Langkah gadis itu berat. Ia menghela napas berat sambil menatap langit malam.
Meratapi nasibnya yang tak akan pernah berubah, si gadis menggigit bibirnya.
Titik-titik darah membuatnya tersadar. Segera ia mengelap bibirnya dan melanjutkan perjalanannya.
"Aku pulang," ujarnya pada ruangan kosong nan dingin.
Kembali ia meratapi nasibnya yang begitu sial.
Sambil berdecak sang gadis berjalan ke kamar mandi. Merasa dengan mandi dan berendam akan menjernihkan pikirannya.
Gadis itu sangat menikmati waktunya di kamar mandi, hingga tak terasa ia sudah mendekam selama 2 jam.

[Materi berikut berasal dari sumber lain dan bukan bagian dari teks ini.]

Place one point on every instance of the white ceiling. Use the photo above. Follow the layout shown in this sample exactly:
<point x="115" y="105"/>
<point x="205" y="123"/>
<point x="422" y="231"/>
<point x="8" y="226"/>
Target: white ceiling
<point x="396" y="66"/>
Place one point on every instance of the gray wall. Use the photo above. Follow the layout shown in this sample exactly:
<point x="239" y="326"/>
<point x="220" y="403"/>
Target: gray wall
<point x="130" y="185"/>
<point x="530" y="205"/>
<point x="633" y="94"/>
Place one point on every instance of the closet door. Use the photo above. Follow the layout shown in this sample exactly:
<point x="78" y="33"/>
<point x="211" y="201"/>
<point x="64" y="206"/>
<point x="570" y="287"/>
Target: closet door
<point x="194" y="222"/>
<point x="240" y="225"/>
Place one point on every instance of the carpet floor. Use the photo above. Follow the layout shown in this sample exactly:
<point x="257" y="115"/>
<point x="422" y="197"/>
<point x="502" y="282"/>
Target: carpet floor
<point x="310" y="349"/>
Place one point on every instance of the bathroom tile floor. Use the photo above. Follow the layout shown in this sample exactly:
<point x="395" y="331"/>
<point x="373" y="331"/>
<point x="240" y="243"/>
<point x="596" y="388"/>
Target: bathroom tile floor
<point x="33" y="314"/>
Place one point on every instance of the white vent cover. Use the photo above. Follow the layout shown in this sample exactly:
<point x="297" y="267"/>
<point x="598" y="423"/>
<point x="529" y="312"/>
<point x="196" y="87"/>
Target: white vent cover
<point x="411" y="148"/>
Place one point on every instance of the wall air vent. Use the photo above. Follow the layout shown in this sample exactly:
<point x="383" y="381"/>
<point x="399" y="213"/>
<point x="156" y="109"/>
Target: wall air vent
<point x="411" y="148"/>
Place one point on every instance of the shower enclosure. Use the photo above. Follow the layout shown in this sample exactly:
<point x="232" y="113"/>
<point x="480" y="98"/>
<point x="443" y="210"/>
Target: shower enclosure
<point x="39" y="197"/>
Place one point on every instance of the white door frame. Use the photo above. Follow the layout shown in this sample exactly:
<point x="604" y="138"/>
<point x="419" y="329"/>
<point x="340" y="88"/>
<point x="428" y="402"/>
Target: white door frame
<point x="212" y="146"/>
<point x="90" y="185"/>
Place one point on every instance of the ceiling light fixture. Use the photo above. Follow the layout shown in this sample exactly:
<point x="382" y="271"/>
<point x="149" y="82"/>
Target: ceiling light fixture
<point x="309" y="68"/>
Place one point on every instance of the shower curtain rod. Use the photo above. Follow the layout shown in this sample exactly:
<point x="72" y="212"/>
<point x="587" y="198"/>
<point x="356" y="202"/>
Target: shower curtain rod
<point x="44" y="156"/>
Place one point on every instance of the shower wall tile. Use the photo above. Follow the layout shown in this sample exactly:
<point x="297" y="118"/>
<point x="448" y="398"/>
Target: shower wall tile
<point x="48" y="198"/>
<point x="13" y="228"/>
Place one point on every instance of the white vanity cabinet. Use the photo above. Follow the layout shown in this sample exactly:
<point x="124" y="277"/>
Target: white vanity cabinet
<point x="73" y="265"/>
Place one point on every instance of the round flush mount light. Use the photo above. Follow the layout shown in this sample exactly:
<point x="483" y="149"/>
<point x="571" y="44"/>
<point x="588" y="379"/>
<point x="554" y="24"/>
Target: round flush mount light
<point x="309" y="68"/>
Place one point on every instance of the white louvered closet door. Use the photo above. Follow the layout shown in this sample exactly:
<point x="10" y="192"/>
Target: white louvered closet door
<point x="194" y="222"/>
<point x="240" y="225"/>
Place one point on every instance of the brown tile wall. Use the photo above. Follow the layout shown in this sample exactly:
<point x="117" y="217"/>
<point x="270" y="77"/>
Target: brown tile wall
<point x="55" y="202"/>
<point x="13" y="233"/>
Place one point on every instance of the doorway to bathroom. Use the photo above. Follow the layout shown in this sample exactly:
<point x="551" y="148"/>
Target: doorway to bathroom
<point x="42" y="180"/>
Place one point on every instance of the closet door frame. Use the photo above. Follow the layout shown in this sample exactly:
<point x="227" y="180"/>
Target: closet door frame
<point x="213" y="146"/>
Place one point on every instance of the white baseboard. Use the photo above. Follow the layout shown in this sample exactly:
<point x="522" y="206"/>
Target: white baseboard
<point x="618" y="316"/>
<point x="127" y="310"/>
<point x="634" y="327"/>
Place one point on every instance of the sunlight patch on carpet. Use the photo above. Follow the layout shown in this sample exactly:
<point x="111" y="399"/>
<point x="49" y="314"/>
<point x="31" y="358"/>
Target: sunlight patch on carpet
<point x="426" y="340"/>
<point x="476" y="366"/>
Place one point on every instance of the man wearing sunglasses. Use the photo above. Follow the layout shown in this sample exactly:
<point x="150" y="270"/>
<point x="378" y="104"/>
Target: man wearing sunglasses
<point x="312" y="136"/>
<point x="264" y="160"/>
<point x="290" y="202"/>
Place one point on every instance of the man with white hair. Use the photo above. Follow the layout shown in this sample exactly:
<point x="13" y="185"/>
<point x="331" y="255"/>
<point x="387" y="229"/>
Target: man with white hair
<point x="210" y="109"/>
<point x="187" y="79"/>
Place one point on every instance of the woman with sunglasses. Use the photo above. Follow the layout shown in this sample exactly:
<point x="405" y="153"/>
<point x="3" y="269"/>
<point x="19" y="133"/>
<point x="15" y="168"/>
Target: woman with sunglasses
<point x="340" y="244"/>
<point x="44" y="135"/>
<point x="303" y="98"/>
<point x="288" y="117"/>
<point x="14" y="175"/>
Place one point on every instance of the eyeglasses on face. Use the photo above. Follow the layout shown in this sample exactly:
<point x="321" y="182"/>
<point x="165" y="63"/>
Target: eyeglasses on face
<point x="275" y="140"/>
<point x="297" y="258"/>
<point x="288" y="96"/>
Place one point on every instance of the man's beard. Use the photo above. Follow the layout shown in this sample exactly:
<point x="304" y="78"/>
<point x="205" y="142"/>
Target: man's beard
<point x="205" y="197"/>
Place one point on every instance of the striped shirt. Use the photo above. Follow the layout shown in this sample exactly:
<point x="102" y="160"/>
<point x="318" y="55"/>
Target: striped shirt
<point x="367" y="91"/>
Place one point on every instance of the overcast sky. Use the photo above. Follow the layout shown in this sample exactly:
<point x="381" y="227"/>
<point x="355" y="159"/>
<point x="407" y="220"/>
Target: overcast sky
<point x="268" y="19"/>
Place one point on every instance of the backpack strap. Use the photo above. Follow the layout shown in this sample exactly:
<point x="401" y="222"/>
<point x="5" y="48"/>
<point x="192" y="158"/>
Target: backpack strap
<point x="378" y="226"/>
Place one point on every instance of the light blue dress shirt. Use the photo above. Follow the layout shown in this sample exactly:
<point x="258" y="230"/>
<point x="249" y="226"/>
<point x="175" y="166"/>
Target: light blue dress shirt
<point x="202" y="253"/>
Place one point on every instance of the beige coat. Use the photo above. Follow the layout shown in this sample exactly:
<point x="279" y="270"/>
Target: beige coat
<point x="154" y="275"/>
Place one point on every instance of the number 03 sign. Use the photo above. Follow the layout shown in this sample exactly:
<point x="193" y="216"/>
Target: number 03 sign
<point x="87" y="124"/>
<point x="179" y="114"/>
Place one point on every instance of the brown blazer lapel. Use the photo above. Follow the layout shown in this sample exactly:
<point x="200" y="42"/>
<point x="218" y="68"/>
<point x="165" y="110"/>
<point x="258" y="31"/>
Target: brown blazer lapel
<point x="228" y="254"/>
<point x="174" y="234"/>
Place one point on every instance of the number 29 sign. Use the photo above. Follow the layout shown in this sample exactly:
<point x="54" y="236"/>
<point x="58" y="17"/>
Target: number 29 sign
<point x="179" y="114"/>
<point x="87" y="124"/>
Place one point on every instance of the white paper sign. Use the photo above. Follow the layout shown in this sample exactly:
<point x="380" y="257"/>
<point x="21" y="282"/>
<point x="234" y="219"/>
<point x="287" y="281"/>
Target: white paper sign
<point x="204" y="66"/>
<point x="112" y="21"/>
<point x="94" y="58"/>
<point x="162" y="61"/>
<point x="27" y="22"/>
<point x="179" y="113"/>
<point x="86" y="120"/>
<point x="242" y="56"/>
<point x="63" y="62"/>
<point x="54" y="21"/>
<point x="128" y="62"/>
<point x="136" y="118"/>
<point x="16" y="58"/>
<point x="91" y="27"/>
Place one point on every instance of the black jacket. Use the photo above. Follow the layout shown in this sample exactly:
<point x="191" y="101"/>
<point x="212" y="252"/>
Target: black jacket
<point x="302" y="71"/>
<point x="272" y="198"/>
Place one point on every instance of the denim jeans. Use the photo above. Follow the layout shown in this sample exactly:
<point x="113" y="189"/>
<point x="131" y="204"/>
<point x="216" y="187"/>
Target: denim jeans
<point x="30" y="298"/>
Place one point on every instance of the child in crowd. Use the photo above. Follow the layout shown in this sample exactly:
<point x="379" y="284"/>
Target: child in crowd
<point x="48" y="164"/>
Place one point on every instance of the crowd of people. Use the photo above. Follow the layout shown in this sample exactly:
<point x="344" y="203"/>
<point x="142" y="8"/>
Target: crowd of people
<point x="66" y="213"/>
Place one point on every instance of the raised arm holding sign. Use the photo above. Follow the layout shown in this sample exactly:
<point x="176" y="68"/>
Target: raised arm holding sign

Merasa lapar, sang gadis menyudahi acara mandinya dan segera mengambil cemilan di kulkas.
Tanpa menyikat giginya yang putih, ia merebahkan badannya dalam kelembutan kasur besar itu.
Sebelum mengakhiri harinya ia mengguman, "Akan kah esok lebih baik?"
Paginya ia menyiapkan mental seperti biasanya.
Memulai hari baru bukanlah hal yang ia sukai, karena ia tahu bahwa tidak akan terjadi hal baik padanya.
Setelah bersiap, ia melangkahi pintu apartemen yang kecil.
Meski hanya berjarak satu dua langkah namun bagi gadis kecil ini jarak pintu itu terasa jauh.
Sambil berdoa pada Tuhan, ia melangkah keluar. Meski setiap hari terasa seperti neraka namun gadis ini tidak pernah berhenti berharap kepada yang di atas.
Ia selalu meyakini bahwa hari baik akan datang padanya yang tabah.
Seperti biasa ia masuk sekolah; disambut dengan guyuran air dingin dari teman sekelasnya.
Meski menggigil kedinginan, semua anak hanya menertawainya. Tak ada yang menolong atau membawakan handuk.
Dengan langkah berat sang gadis ke ruang ganti.
Ia membuka lokernya yang penuh dengan coretan. Bukan hal yang mengejutkan lagi bila si gadis menemukan pakaian gantinya robek.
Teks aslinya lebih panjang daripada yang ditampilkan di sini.